Categories: David Brown

By the Numbers: Keep Those Silver Margins Strong

September showed continued growth for the stores in our analysis group with rolling 12-month sales up by 0.36 percent on the equivalent figures for August. This translates to growth of 4.3 percent per annum should that trend continue. Store average sales for the month were $112,239, up from $106,438 for September 2014, which translate to average annual rolling sales of $1,598,500 — just shy of $1.6 million average sale per store. When this is compared to the average 12-month sales figure of $1.28 million in September 2012 it seems clear that many stores have come a long way.

This article originally appeared in the December 2015 edition of INSTORE.

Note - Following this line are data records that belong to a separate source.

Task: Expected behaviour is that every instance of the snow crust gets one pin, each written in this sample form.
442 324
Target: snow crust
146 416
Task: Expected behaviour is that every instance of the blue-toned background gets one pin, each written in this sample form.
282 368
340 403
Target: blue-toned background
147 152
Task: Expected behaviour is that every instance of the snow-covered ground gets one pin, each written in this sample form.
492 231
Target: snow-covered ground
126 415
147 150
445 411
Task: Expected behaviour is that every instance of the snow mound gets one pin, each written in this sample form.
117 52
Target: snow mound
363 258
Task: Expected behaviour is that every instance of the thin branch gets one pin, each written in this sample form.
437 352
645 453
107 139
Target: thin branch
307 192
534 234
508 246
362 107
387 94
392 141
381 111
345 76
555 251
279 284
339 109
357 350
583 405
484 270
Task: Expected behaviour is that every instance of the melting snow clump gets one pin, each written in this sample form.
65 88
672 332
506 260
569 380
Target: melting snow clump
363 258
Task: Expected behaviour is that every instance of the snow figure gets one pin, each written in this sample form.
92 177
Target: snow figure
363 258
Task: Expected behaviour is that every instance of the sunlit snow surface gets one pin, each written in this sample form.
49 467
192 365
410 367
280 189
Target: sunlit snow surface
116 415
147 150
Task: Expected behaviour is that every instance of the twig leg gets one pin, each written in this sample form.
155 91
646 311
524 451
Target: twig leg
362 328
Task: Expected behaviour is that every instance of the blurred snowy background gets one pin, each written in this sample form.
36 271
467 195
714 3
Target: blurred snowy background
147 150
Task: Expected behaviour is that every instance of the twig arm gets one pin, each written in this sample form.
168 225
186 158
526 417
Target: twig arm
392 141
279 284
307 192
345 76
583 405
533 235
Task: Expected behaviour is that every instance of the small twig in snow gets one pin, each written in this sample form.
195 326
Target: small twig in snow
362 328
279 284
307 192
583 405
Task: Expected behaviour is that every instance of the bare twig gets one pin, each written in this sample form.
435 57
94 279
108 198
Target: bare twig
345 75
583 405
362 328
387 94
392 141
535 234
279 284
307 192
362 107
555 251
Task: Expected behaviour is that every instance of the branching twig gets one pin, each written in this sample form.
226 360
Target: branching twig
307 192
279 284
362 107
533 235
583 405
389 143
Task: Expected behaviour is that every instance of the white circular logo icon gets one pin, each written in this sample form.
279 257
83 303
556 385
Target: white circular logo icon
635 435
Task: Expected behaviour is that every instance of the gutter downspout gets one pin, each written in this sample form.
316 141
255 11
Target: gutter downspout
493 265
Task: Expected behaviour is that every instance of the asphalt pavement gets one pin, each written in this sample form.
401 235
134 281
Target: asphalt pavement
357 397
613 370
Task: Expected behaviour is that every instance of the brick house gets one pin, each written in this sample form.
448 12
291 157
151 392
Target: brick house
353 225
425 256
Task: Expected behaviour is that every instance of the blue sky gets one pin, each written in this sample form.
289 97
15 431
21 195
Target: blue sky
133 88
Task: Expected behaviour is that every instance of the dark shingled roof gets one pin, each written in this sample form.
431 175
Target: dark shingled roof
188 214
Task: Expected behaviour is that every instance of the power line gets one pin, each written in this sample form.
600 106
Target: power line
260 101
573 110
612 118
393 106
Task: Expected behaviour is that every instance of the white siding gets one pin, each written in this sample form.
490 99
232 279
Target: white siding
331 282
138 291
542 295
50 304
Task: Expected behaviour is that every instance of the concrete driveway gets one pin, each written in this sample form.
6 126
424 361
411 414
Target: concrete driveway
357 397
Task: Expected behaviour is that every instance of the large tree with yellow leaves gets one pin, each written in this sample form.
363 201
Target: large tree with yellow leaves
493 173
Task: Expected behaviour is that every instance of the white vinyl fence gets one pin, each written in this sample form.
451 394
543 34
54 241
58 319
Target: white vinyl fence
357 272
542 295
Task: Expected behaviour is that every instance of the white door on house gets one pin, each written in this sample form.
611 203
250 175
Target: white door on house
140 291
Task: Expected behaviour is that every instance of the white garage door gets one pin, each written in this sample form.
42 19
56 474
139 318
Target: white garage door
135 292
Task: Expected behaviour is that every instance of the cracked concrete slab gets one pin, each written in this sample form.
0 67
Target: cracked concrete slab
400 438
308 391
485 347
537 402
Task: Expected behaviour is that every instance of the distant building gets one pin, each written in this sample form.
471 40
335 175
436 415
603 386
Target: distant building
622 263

The number of units being sold has fallen from 2014 but there has been a good increase in average sale achieved compared to last year. Margin continues to be low, which is a general trend we’ve recently highlighted. September sales have increased 32 percent in the last two years but gross profit has only gone up by 26 percent. Maintaining margins would have resulted in an additional gross profit of $2,226, or an extra 4 percent in the gross profit achieved. Work that out over a 12-month period and, ignoring the higher December trading, that would be worth an additional $26,700 in annual profit just by maintaining the extra 2 percent of margin.

Let’s compare the results of smaller stores against larger ones, based on their sales.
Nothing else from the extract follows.